The Fifth Summit of the Americas kicks off in Trinidad and Tobago on April 17. President Obama will attend. U.S. diplomats are hard at work to make it the starting point for a “New Day” in Latin American partnership. Several Latin American leaders, however, are working hard to create difficulties and force U.S.-Latin America splits.
On his way to Iran this week, Venezuela’s President Hugo Chávez stopped off in Qatar. He wants Arab leaders to join him in creating a “petro-currency” to replace the U.S. dollar as a reserve currency as a stepping stone to a more multi-polar world. He extended an arm of solidarity to Sudan’s President Omar al-Bashir. This is same leader served with an arrest warrant by the International Criminal Court (ICC) in March 2009 on charges of war crimes and crimes against humanity. An estimated 300,000 individuals have died as a result of Sudan’s directed violence in Darfur. Credible allegations of genocide against the Sudanese leader cannot faze President Chavez. “This arrest warrant,” he affirmed, “is a mockery! They [the ICC] should be arresting Bush instead for the thousands of people killed in Iraq.”
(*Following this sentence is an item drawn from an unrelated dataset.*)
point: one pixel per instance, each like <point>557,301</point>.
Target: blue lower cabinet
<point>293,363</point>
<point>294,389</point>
[FYI – while membership in the ICC is on the agenda of many liberal internationalists in Washington, the U.S. has thus far declined to ratify the treaty.]
On the road in Colombia, the Secretary General of the Organization American States (OAS) Miguel Insulza pressed for Cuba’s inclusion in Latin American bodies. According to Insulza, a former foreign minister of democratic Chile and fierce opponent of military dictator Augusto Pinochet, the 1962 OAS resolution that banned Cuba from the Washington-based assembly because of its links to communism, China and the Soviet Union no longer makes sense.
“One of the countries has disappeared [forget Russia’s return as a global military spoiler] and the other is buying a lot of U.S. Treasuries,” Insulza said at the Inter- American Development Bank’s annual meeting. “Please, if they’re going to be excluded, let’s come up with some better criteria.”
Communism, the dictatorship of the Castro brothers, the absence of any semblance of a democratic process in Cuba? Are these not valid criteria? Apparently not! “Cuba’s fundamental problem is the U.S. embargo, not whether or not it belongs to specific organizations like the OAS,” said Insulza.
Remarked conciliatory Vice President Joseph Biden, during his recent trip in the region to attend a progressive summit, “the time of the United States dictating unilaterally, the time where we only talk and don’t listen is over.”
Is there a creeping danger that the shoe may actually be on the other foot as Latin American leaders attempt to dictate policy to President Obama and the U.S. at the Summit?